Baku, Azerbaijan, Feb. 19
By Gulgiz Muradova -Trend:
OPEC and its allies are likely to stay the course by keeping its current curb on oil output in place for the whole 2018 amid possible price falls in the oil markets, energy analysts told Trend.
Christopher Haines, head of oil and gas at BMI Research, (a Fitch Group company), told Trend that near-term weakness is expected in the oil price.
"Stronger US production and weaker demand due to the refinery turnaround season, is expected to drive some negativity in the price. Managed money positions in both Brent and WTI are very long at the moment and unwinding of the long positions in reaction will see oil prices fall," he said, adding that BMI Research remains positive with an average price expectation of $65/bbl for Brent for 2018.
Since autumn 2017, crude market somehow balanced and crude began to trade above $60 following the last two and a half years. This January, the Brent crude price has risen by over 6 percent, making this its largest rise in January since 2013.
One of the key drivers has been the US dollar, which has lost 3.2 percent against a basket of major currencies since early 2018. The market had also been dented by rising output in North America.
Cyril Widdershoven, a Middle East geopolitical specialist and energy analyst, a partner at Dutch risk consultancy VEROCY and SVP MEA-Risk, told Trend that some even argue that OPEC should increase prices to $80 or more
"Thus, have investors go into shale oil, and then sink prices again to $60, so crushing appetite of investors to fill financial gaps at shale oil companies," he noted.
Arab OPEC members (Saudi Arabia-UAE) and Russia are not considering any change in quota, according to Widdershoven.
"The pact has been signed for a year, fundamentals are still not where they want it to be.
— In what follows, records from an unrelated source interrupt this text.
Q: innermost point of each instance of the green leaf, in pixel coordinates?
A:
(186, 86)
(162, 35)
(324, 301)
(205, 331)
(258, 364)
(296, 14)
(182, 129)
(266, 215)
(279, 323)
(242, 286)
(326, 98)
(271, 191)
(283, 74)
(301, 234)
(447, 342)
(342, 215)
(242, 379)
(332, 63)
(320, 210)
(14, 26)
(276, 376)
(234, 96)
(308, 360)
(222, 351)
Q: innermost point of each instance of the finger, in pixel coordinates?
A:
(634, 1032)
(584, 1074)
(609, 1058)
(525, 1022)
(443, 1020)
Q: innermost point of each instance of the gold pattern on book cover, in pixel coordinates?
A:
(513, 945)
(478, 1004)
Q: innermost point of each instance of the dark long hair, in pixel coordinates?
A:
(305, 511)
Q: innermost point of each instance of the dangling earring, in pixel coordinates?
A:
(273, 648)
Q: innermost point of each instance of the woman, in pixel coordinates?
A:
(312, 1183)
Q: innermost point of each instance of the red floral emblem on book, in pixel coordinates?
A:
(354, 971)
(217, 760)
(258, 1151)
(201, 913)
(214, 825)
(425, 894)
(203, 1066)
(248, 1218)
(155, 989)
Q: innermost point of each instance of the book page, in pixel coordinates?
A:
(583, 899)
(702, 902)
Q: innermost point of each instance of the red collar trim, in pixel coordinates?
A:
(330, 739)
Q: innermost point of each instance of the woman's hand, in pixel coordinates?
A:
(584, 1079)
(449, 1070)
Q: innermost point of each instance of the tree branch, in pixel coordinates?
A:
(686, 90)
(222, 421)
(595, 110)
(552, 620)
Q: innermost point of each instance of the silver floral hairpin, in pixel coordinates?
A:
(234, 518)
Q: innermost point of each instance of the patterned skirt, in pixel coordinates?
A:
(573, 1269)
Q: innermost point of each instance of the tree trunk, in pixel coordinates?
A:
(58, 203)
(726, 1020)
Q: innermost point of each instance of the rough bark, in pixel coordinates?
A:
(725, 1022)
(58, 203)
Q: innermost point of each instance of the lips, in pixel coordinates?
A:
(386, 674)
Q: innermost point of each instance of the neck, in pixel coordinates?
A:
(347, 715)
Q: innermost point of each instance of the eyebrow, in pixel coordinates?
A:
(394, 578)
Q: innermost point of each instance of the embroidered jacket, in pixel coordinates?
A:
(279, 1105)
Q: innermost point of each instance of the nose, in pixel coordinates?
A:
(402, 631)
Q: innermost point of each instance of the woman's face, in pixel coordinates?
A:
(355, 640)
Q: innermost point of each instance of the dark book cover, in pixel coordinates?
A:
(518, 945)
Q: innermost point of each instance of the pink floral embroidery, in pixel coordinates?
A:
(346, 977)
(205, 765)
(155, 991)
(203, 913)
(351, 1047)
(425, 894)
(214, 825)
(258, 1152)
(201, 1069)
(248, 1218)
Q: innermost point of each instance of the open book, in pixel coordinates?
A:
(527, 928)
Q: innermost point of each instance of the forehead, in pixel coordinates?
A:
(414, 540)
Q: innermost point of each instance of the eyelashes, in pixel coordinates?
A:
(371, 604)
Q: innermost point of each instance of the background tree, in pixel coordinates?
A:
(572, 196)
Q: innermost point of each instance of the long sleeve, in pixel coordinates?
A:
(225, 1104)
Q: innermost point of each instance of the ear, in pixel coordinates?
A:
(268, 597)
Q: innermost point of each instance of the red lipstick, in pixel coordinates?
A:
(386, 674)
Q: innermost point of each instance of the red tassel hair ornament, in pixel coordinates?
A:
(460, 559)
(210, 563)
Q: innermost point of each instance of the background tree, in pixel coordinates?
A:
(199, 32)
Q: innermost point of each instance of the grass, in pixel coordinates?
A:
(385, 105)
Some additional volumes still need to be removed, according to Riyadh and Abu Dhabi, from storage worldwide. As far as they are concerned no changes expected before end of 2018. For Russia, the prices are very good, as revenues are needed," he said.
Widdershoven believes that main option for disturbances would be a financial crash in China, removing demand or a possible split in OPEC due to direct confrontations with Iran.
Other issues are not going to have real impact and will not change the agreement before 2018, he added.
OPEC and its non-OPEC allies, all financially embattled, will continue to regulate prices, Gal Luft, the co-director of the Washington-based Institute for the Analysis of Global Security, for his part, told Trend.
"They surely realize that additional gains in oil prices will unleash a new wave of production from North American shale formations that need higher prices to become competitive. The same is true for Canada's oil sands. This can create a new glut followed by a new race to the bottom," he said.
Luft further said that OPEC can withstand oil in range of $60s, but not in range of $30s.
"So in June they [OPEC] will be extra careful and may decide against extending the cuts into 2019," he said.